Ryd*_*oks 7 python algorithm combinations numpy set
我的目标是找到尽可能少的子集[af]来组成全集A.
A = set([1,2,3,4,5,6,7,8,9,10]) # full set
#--- below are sub sets of A ---
a = set([1,2])
b = set([1,2,3])
c = set([1,2,3,4])
d = set([4,5,6,7])
e = set([7,8,9])
f = set([5,8,9,10])
Run Code Online (Sandbox Code Playgroud)
实际上,我正在处理的父集A包含15k个独特元素,具有30k个子集,这些子集的长度范围从单个唯一元素到1.5k个唯一元素.
截至目前,我正在使用的代码看起来或多或少像以下一样,并且很慢:
import random
B = {'a': a, 'b': b, 'c': c, 'd': d, 'e': e, 'f': f}
Bx = B.keys()
random.shuffle(Bx)
Dict = {}
for i in Bx: # iterate through shuffled keys.
z = [i]
x = B[i]
L = len(x)
while L < len(A):
for ii in Bx:
x = x | B[ii]
Lx = len(x)
if Lx > L:
L = Lx
z.append(ii)
try:
Dict[len(z)].append(z)
except KeyError:
Dict[len(z)] = [z]
print Dict[min(Dict.keys()]
Run Code Online (Sandbox Code Playgroud)
这只是为了说明我采取的方法.为了清楚起见,我省略了一些逻辑,这些逻辑可以最大限度地减少已经太大的集合上的迭代以及其他类似的事情.
我想Numpy真的很擅长这类问题,但我想不出一种方法可以使用它.
问题是要求实现集合覆盖问题,但不存在快速算法来找到最佳解决方案。然而,问题的贪婪解决方案——重复选择包含最多尚未覆盖的元素的子集——在合理的时间内做得很好。
您可以在上一个问题中找到该算法在 python 中的实现
编辑添加:@Aaron Hall 的答案可以通过使用以下替代方案来改进他的greedy_set_cover 例程。len(s-result_set)在 Aaron 的代码中,每次我们想要将子集添加到封面时,我们都会计算每个剩余子集的分数。然而,当我们添加到 result_set 中时,这个分数只会降低;因此,如果在当前迭代中,我们选择了迄今为止最好的一组,其分数高于先前迭代中获得的其余子集,我们知道它们的分数无法提高,可以忽略它们。这建议使用优先级队列来存储要处理的子集;在Python中我们可以用以下方法实现这个想法heapq:
# at top of file
import heapq
#... etc
# replace greedy_set_cover
@timer
def greedy_set_cover(subsets, parent_set):
parent_set = set(parent_set)
max = len(parent_set)
# create the initial heap.
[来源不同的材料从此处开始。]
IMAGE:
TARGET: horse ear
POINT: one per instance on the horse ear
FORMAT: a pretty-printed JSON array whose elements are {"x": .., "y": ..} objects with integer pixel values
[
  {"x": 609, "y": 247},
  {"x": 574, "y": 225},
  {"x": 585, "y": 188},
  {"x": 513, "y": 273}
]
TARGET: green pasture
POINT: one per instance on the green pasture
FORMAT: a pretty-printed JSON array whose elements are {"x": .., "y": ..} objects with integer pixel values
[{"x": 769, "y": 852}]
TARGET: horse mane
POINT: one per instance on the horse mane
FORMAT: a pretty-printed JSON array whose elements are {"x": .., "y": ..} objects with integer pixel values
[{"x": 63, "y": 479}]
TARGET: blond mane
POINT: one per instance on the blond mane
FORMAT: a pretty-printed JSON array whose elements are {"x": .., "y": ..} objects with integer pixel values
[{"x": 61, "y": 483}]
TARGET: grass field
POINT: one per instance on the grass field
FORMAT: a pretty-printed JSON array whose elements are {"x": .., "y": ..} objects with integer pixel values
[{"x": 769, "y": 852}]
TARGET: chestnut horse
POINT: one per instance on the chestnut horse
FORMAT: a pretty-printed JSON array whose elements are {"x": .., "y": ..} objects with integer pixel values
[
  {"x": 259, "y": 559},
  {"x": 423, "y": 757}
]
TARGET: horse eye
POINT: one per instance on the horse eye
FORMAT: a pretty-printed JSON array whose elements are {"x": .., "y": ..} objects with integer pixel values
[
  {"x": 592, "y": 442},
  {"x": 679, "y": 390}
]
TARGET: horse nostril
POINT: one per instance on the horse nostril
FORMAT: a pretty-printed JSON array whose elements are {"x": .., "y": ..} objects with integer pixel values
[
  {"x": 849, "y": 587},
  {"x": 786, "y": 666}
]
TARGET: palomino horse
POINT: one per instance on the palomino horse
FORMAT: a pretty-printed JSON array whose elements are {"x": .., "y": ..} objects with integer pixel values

Note 'subsets' can be unsorted,
# so this is independent of whether remove_redunant_subsets is used.
heap = []
for s in subsets:
# Python's heapq lets you pop the *smallest* value, so we
# want to use max-len(s) as a score, not len(s).
# len(heap) is just proving a unique number to each subset,
# used to tiebreak equal scores.
heapq.heappush(heap, [max-len(s), len(heap), s])
results = []
result_set = set()
while result_set < parent_set:
logging.debug('len of result_set is {0}'.format(len(result_set)))
best = []
unused = []
while heap:
score, count, s = heapq.heappop(heap)
if not best:
best = [max-len(s - result_set), count, s]
continue
if score >= best[0]:
# because subset scores only get worse as the resultset
# gets bigger, we know that the rest of the heap cannot beat
# the best score. So push the subset back on the heap, and
# stop this iteration.
heapq.heappush(heap, [score, count, s])
break
score = max-len(s - result_set)
if score >= best[0]:
unused.append([score, count, s])
else:
unused.append(best)
best = [score, count, s]
add_set = best[2]
logging.debug('len of add_set is {0} score was {1}'.format(len(add_set), best[0]))
results.append(add_set)
result_set.update(add_set)
# subsets that were not the best get put back on the heap for next time.
while unused:
heapq.heappush(heap, unused.pop())
return results
Run Code Online (Sandbox Code Playgroud)
为了进行比较,以下是我笔记本电脑上 Aaron 代码的时间安排。我删除了remove_redundant_subsets,因为当我们使用堆时,主导子集永远不会被重新处理:
INFO:root:make_subsets function took 15800.697 ms
INFO:root:len of union of all subsets was 15000
INFO:root:include_complement function took 463.478 ms
INFO:root:greedy_set_cover function took 32662.359 ms
INFO:root:len of results is 46
Run Code Online (Sandbox Code Playgroud)
这是上面代码的时间;快了 3 倍多一点。
INFO:root:make_subsets function took 15674.409 ms
INFO:root:len of union of all subsets was 15000
INFO:root:include_complement function took 461.027 ms
INFO:root:greedy_pq_set_cover function took 8896.885 ms
INFO:root:len of results is 46
Run Code Online (Sandbox Code Playgroud)
注意:这两种算法以不同的顺序处理子集,并且偶尔会对集合覆盖的大小给出不同的答案;这只是分数相同时子集的“幸运”选择。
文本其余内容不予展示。